OLD BOY

Até que ponto você iria para se vingar de alguém? Pois com certeza não chegou nem perto da vingança apresentada nesse filme.

De vez em quando, aparecem certos filmes que mexem com o espectador; que tomam a atenção de quem estiver assistindo e ficam na cabeça por dias, semanas, meses. Oldboy, do diretor sul-coreano Chan-Wook Park, é um desses filmes. Baseado no homônimo mangá japonês de Tsuchyia Garon e Minegishi Nobuaka, lançado em 1997, Oldboy é o segundo capítulo de uma trilogia de histórias sobre vingança que Park começou a filmar em 2002, com o espetacular Sympathy for Mr. Vengeance e que terminou em 2005 com o excelente Sympathy for Lady Vengeance.

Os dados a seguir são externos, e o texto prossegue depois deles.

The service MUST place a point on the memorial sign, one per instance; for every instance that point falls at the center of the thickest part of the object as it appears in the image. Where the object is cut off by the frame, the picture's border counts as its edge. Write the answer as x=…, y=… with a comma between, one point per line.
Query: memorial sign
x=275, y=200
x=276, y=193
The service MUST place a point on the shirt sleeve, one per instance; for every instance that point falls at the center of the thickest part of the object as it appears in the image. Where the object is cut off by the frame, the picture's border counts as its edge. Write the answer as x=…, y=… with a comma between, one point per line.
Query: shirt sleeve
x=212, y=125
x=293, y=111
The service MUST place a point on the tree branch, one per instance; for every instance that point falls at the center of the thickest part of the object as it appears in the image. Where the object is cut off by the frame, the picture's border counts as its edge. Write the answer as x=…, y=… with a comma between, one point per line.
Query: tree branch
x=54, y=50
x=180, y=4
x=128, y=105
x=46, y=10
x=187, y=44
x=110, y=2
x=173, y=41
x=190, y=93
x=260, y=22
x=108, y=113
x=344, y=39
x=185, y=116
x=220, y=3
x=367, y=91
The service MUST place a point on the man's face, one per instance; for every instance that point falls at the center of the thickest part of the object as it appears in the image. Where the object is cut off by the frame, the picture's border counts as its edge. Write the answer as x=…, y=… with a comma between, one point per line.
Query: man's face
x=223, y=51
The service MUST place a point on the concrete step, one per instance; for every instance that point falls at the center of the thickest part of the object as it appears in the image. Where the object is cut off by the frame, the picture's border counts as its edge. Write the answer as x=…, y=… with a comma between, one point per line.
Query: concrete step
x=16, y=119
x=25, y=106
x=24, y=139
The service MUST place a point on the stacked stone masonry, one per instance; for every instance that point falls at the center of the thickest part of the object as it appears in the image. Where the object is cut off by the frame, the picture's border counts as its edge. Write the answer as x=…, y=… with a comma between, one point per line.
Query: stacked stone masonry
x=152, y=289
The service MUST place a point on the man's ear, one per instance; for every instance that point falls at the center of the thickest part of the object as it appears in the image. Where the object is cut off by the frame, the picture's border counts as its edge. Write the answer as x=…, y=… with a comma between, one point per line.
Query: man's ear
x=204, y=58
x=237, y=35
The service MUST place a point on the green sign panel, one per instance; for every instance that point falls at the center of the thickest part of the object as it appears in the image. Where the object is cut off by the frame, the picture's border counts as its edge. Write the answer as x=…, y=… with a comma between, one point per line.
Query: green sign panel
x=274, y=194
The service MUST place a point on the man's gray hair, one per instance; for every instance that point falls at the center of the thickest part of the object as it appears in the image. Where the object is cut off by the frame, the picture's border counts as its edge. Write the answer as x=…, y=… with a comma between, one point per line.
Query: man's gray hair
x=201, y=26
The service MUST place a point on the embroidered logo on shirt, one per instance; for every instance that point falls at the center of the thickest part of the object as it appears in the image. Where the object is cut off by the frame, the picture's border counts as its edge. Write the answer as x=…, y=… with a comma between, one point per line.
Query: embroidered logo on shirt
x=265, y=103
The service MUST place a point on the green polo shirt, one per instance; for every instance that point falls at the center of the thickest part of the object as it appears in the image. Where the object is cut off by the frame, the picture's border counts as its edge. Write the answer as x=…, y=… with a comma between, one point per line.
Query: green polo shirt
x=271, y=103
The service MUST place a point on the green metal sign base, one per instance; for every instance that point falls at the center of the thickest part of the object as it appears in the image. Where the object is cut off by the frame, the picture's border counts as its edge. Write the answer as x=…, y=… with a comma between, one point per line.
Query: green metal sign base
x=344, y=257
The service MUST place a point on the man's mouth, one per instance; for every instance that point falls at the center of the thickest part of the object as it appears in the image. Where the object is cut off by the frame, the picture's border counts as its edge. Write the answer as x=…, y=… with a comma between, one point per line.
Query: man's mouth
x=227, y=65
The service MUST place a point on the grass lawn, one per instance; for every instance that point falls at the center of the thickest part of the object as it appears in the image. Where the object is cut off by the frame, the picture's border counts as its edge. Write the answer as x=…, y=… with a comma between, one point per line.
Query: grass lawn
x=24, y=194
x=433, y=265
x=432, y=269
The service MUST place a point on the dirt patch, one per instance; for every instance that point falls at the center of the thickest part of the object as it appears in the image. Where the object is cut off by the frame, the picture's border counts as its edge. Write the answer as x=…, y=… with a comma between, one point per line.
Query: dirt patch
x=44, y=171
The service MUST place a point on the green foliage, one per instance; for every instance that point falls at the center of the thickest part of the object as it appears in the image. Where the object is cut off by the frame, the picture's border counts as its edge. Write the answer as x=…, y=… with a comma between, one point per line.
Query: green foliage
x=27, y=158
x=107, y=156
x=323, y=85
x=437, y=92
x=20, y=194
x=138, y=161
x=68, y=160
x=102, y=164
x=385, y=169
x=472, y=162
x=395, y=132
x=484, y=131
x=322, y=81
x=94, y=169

O argumento de Oldboy (que bebe da fonte Kafkiana) conta a infeliz história de Oh Dae-Su, vivido brilhantemente por Min-Sik Choi, homem comum que é detido sem saber que crime cometeu e passa os 15 anos seguintes preso no que parece ser um quarto de hotel. Sem ver uma única criatura viva durante o tempo em que fica preso, seu único contato com o mundo exterior é através de uma televisão (a montagem da passagem dos anos é sensacional), pela qual acompanha as mudanças no mundo e fica sabendo que sua mulher foi assassinada, sendo ele o principal suspeito. Aliás, o filme toca no assunto da formação da personalidade das pessoas pela televisão de forma sutil, mas eficiente. A TV, segundo Dae-su, funciona como calendário, amigo, escola, relógio, igreja e… amante.
OLDBOY
Sem poder fugir nem dar fim ao seu sofrimento, já que toda vez que tenta se matar alguém o impede, começa a enlouquecer, e a única saída que lhe resta é viver somente para encontrar e destruir o seu raptor. À medida que o tempo passa (e com a ajuda da TV), Oh Dae-Su aprende artes marciais e pratica esmurrando um desenho feito numa das paredes da prisão. Prestem atenção nos calos nas mãos do protagonista, detalhe que o filme não esquece.
E, da mesma forma que foi preso, Dae-Su é libertado. Solto, quer reexperimentar a vida, momento que culmina numa das cenas mais tocantes do longa, quando Dae-su, após o longo confinamento e reduzido praticamente a um animal que só pensa em vingança, quer tocar e sentir o toque e o cheiro de outro ser humano.
Deste ponto em diante, o roteiro, poderosamente bem escrito, se dedica a estudar os efeitos e consequências que um longo isolamento pode provocar numa pessoa. Um celular e uma carteira cheia de dinheiro lhe são dados, e ele resolve pôr em prática o treinamento imaginário ao qual se submeteu por 15 anos. Sem ter para onde ir, se dirige a um restaurante japonês e o telefone toca. Alguém lhe diz que ele tem apenas cinco dias para descobrir quem o aprisionou e por quê. Com a ajuda da sushiwoman Mido, Oh Dae-Su parte em busca das respostas que procura. A partir daí, são fornecidos novos dados que vão desenrolando o quebra-cabeças, e o que era uma trama de suspense e ação se transforma numa tragédia grega que só vendo o filme para ter ideia.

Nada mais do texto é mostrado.